Due to an increase in the availability of data and computation power, it is more practical to develop deep learning models and use them for solving real-life problems like speech recognition, object recognition, and natural language processing. A lot of companies have deep learning models as the core technology of their commercial products. But deep learning models require a large amount of data, a huge amount of computational resources, and human expertise. For example, ResNet50 (He et al. Citation2016), a deep learning model with 50 layers can take hours or even days depending upon the hardware provided to be trained on the ImageNet dataset (Deng et al. Citation2009). This makes training of deep learning models a resource-intensive and costly process. The organizations and developers invest a lot of resources to develop a model good enough to be used commercially. Due to this, many deep learning models are considered intellectual property. Illegal reproduction, distribution, and modification of machine learning models can cause economic damage to the model developers and can lead to copyright infringement.

Related Work

There are various research works done in the domain of watermarking of deep neural networks but most of them are constrained to the image classification models. Szegedy et al. (Citation2013) showed that deep neural networks are susceptible to the addition of perturbations that are not easily detectable by humans and can cause a deep neural network to misclassify the input. These inputs are known as adversarial examples. Namba and Sakuma (Citation2019) used exponential weighting to embed the watermark over a deep neural network. Keys are generated using exponential weighting. Layers resistant to modification to the model are assigned more weight. So that even fine-tuning the stolen model does not remove the watermark. Uchida et al. (Citation2017) proposed a framework to digitally watermark deep learning models in the white-box setting. A vector is computed which when multiplied with the weight vectors of the model gives the final vector. The watermark can be verified by multiplying the weights of the alleged stolen model and the initial vector. If the product is the same, ownership of the model can be verified.

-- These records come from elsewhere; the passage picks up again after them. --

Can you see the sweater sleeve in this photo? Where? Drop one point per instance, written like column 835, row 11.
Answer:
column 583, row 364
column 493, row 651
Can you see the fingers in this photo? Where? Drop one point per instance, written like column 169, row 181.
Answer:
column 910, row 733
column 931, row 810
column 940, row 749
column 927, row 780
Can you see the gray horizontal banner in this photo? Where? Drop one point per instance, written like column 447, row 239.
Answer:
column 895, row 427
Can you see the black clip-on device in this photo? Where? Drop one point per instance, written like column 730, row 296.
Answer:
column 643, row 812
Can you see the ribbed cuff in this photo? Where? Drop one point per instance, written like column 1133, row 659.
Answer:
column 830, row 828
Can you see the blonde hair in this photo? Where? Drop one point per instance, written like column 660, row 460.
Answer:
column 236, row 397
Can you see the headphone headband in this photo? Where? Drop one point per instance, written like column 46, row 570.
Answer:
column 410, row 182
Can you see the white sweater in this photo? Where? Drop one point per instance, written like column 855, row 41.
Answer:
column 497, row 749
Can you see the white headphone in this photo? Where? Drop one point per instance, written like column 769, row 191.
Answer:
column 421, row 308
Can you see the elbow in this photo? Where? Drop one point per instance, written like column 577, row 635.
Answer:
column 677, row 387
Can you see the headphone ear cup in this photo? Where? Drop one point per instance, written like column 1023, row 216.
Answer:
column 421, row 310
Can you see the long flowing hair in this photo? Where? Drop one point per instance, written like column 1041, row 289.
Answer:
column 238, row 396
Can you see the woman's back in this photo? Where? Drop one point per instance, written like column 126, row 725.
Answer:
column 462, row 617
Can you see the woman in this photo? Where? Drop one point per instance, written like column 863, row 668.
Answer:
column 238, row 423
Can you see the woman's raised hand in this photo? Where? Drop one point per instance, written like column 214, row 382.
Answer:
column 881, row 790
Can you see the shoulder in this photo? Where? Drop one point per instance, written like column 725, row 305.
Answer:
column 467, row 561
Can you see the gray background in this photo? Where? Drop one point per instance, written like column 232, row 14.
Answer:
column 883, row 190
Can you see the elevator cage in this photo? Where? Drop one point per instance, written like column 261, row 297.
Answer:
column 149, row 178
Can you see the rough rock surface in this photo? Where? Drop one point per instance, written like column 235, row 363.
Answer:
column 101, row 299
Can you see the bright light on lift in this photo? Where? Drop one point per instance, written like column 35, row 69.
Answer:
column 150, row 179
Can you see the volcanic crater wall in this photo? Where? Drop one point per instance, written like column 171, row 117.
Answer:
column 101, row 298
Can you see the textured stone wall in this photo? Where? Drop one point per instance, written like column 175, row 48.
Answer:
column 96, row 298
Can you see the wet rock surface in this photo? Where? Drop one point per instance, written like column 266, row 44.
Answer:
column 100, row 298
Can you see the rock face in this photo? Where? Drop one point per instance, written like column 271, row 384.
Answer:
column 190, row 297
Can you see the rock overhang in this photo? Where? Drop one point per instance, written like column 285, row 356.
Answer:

But there are two drawbacks: (1) The adversary can change the parameters of the model by fine-tuning the model or by pruning parameters (Han et al. Citation2015). (2) The model parameters should be accessible for the given approach to be applied i.e. this approach works only in the white-box method and it’s not always possible. Adi et al. (Citation2018) used backdooring in their approach. In machine learning, backdooring refers to training a model for a specific set of inputs to predict target results that are often wrong. This set of inputs can be used as the watermark and also suitable for the black-box setting. But this method reduces the overall accuracy of the model.

Zhang et al. (Citation2018) provided three different methods for watermarking. (1) The watermark is chosen from a different dataset so that it would not affect the model accuracy. (2) Using random noise as the watermark. Random noise is added to some input images and the model is trained to misclassify the images with noise. (3) Some meaningful text is added to the images, which can help the model to misclassify the input. Here, images with the text act as watermarks. Carlini and Wagner (Citation2018) proposed a method for the creation of adversarial examples for speech-to-text deep neural networks using back-propagation. Multiple iterations are done to reduce the loss and to decrease the amplitude of the noise. They treated the creation of adversarial example as an optimization problem and tried to differentiate the entire classifier from MFCC layer to CTC layer simultaneously while our proposed algorithm breaks this task in multiple sub-tasks and then apply gradient descent thus improving the watermark generation time from 20 minutes to 4 minutes. Alzantot et al. (Citation2018) used a genetic algorithm to create adversarial examples that work on language model for sentiment analysis. They used genetic concepts like mutation and crossover. The approach is only applicable to a sentiment analysis model. A brief comparative analysis is shown in .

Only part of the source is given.